Which might suggest that there have been deep changes in attitudes to disability, and that it is not desirable to try to return to the days before Thatcher. Her government may have pushed older men, especially, on to sickness benefits as a way of cutting the unemployment figures, but that doesn’t mean we can simply reverse that change and halve the numbers recorded as disabled.

It makes sense, therefore, to abandon the cuts (or reduced increases) and to appoint as Work and Pensions Secretary someone competent who might get a grip. So the Budget achieved the right result, but the hard way, needlessly scaring a lot of people on disability benefits in the process. And I think it is now too late to save Osborne's reputation.

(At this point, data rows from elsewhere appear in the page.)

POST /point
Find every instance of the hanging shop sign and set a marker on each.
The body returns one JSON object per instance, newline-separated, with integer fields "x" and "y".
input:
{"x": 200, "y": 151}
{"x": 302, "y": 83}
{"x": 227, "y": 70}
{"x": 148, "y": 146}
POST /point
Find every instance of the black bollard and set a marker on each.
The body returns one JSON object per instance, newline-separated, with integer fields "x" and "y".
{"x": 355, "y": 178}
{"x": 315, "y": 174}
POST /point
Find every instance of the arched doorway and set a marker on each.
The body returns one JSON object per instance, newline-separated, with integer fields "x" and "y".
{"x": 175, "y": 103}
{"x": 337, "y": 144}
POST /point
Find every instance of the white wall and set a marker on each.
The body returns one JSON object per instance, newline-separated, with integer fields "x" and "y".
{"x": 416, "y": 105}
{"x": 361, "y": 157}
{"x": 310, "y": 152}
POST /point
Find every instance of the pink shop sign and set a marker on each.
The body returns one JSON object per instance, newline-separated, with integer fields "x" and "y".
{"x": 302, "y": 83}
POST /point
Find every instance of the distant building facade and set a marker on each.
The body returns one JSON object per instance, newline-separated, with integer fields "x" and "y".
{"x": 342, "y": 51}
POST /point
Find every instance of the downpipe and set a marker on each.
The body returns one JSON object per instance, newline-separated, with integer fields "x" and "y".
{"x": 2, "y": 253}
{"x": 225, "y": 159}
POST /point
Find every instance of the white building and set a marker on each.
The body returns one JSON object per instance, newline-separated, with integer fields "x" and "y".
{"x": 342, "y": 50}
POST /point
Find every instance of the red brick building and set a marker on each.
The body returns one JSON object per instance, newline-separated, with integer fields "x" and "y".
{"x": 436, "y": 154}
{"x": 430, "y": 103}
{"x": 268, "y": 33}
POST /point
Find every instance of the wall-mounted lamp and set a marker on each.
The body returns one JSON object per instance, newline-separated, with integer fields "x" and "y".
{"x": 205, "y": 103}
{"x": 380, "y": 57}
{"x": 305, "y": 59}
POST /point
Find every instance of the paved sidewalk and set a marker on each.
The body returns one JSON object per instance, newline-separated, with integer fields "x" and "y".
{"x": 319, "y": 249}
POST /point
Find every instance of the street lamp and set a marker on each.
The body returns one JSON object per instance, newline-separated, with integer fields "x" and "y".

Janan Ganesh in the Financial Times yesterday was as good as ever, about the ungovernability of dissident Tory MPs:

Although they obsess over Mr Cameron with the kind of negative intensity that Glenn Close made famous in Fatal Attraction, the rebels are sunny about the future. They hope a new leader can erase old enmities. But it does not take pattern-recognition software to spot what happened before, and will happen again. After smashing the Cameron-Osborne imperium, disillusion will set in. The new leader will adopt un-Tory ideas, or withhold ministerial jobs, or resist their marvellous political advice. Resentments will build like sediment.

• The interview with Nicholas Soames on Conservative Home yesterday was priceless, including this bit about Boris Johnson:

I know for a fact he’s not an Outer, because he told me, and I think that he went through agony to come to this decision, and that’s his look-out, but I spoke to him, actually from the carpark at Ascot Race Course, where I was about to go and enjoy a nice day’s steeplechasing, and it was on the day before he announced, he announced on the Sunday, and he was under great personal pressure, and he said ‘You don’t know how awful this is’, and I’m not Diogenes, I’m afraid, I take people as they say it, and I think he was under great pressure. And I think he came down on the wrong side.

• Sunday's Independent on Sunday was the last, and the last print edition of The Independent is on Saturday. The Independent will go from strength to strength online, and I'm proud to carry on as its Chief Political Commentator.

And finally, thanks to Moose Allain ‏for the traffic update:

"You can tell when you get to Spaghetti Junction because there's a great big fork in the road."